You can use these search operators in a smart expression to find specific instances of a common pattern. For example, if you are looking for phone numbers, you can search just for <phone>. In addition, if you are searching for phone numbers that begin with a specific area code, you can use an equals sign to search for <phone=661*>. The wildcard in this search means that this search returns phone numbers with the area code of 661, regardless if the form is (661) 555-1234, 661-555-1234, or 661 555 1234.

 

 

Smart expressions in Persistent Highlights

Smart expressions are used to find patterns on the Persistent Highlights page. Persistent highlights set up before September 15, 2023 highlight terms based on regular expressions and are marked as (Legacy) terms. 

 

We recommend updating your persistent highlights to Smart expressions, as they are faster and return fewer false positives than the legacy personal information pattern searches. To update your persistent highlights to include Smart expressions, navigate to the Persistent Highlights page of your project settings, delete the legacy terms, and add the smart expressions you wish to use from the Unused or “Add more region-specific personal information patterns” sections.

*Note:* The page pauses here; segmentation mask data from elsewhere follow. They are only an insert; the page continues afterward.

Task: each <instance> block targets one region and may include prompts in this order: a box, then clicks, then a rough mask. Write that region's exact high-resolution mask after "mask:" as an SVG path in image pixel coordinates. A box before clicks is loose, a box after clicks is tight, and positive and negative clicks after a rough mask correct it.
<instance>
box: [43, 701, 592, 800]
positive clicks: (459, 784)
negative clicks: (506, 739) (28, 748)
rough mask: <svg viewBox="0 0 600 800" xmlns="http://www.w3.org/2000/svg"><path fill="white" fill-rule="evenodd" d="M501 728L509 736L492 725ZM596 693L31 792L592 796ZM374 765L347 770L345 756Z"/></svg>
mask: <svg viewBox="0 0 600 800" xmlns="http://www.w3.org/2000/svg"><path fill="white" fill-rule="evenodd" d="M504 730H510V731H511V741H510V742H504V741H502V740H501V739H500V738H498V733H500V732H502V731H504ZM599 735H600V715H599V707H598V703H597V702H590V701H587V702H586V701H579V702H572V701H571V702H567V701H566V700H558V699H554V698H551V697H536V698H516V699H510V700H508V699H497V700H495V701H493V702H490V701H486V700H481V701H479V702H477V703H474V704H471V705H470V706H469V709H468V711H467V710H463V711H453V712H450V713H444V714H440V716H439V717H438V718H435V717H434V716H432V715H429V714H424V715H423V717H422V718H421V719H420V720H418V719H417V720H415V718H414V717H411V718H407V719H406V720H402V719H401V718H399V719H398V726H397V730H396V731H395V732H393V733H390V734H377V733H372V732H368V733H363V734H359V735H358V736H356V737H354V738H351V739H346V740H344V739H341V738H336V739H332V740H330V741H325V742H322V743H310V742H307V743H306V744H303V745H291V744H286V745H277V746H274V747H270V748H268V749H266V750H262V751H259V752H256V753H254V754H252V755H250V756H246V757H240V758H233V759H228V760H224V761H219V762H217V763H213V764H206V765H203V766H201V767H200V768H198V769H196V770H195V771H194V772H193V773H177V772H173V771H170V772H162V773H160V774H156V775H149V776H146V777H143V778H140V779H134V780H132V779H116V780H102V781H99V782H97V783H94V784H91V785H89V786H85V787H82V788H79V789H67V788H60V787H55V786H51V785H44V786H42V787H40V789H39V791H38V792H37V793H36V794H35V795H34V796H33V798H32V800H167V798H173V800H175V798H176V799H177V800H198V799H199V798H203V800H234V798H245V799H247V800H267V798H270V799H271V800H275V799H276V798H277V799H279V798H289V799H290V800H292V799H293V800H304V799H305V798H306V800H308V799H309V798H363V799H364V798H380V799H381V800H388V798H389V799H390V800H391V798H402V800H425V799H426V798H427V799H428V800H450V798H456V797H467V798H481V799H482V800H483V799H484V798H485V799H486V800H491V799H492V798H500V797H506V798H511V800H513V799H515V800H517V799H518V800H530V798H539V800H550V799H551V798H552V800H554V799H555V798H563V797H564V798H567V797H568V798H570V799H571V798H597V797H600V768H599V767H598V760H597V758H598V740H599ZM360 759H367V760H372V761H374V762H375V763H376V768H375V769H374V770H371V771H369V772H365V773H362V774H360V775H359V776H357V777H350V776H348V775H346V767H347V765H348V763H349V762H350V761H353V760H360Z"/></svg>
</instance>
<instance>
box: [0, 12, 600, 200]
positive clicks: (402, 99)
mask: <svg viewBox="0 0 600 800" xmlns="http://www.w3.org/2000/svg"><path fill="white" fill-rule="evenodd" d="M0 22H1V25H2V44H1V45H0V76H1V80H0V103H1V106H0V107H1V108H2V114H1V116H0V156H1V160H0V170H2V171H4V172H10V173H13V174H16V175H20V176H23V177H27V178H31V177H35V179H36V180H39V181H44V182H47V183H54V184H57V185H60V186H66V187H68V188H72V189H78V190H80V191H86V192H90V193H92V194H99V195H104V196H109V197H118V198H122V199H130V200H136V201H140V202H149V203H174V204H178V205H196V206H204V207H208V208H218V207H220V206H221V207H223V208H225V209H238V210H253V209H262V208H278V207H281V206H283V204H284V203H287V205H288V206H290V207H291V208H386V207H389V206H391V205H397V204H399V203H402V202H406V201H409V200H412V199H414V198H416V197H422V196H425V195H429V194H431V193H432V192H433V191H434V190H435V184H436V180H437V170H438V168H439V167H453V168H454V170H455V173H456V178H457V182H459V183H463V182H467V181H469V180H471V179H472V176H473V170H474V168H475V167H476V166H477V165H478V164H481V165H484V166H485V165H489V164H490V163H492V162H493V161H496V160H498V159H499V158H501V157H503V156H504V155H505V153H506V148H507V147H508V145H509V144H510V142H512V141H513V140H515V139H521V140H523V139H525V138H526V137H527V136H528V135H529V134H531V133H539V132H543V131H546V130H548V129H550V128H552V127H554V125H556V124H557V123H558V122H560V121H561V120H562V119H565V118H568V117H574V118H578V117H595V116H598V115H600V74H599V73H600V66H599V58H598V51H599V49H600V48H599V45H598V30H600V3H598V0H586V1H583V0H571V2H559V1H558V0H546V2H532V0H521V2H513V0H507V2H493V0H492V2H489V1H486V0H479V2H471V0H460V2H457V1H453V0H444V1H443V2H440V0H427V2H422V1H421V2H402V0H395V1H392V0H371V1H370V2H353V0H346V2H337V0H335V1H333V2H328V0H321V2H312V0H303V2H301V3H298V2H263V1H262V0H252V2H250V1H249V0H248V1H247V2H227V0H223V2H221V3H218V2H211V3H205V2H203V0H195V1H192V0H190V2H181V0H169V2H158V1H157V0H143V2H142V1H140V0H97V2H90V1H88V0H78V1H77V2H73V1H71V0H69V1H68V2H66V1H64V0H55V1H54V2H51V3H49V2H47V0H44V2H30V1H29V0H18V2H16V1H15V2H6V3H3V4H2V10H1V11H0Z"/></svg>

Limiting your search based on context

You can also search for a certain word or phrase, while excluding specific contexts in which the word or phrase may occur. To do this, use NOT within your contents search. For example, if you want to do a wildcard search for “proto*” but don’t want your search to return any variant of “protocol”, you can build a search that looks like this:

proto_NOT.png

You can do the same for phrase searches. For example, if you want emails with the phrase “secret meeting” in them, but do not want emails returned where “secret meeting” only appears within the phrase “I have no interest in a secret meeting”, you can build a search that looks like this:

secret_meeting_NOT_no_secret_meeting.png

Limiting your search based on context also works for regular expression searches. For example, if you are looking for documents that contain the year 2017 in their contents, but you do not want your results to yield instances of “2017” that are part of phone numbers, you could construct a search that looks like this:

2017_NOT_phone_number.png

Finally, you may want to search for a certain term but ignore places where it occurs in a predictable common phrase, such as in the footer of many docs. You can add a hyphen (-) to your content search preceding the word or phrase you want to ignore. Do not add a space between the hyphen and the phrase you want to exclude.

For example, if you want to search for the word "privilege" but ignore instances where "privilege" is included in the phrase "attorney client privilege," build your search like this: 

"(privilege -"attorney client privilege")"

Screen_Shot_2020-05-08_at_1.50.49_PM.png 

Considerations regarding characters indexed by Everlaw

Everlaw's indexing methodology affects the type of content you can search for. Here are some key points to be aware of as you construct content searches:

  • Most non-letter characters are not indexed, and therefore are treated as spaces by Everlaw. The exceptions include numbers and the following characters: $#@&%€¢£¥₩₹฿₫₴₪
  • Some characters are treated as spaces when prepending or appending words, but are considered part of the word (and thus indexed) when they appear within a word. Examples of such characters include colons and dots. 
  • The apostrophe (') is indexed. This means, e.g., "John's" can be distinguished from "Johns." However, when an apostrophe occurs in a word in the middle of a phrase that is three words or longer (ex. "St. John's Road"), the search returns no results. If you need to run such a search, replace the apostrophe with a space (ex. "St. John s Road").  

Search for numbers and special characters in CSV files

In Excel spreadsheets uploaded prior to June 18, 2021 (that have not been reprocessed since then) or any CSV file, numbers in cells next to each other are combined in the search index. As a result, you should use the wildcard search (*) for all numeric or special character search queries over CSV files.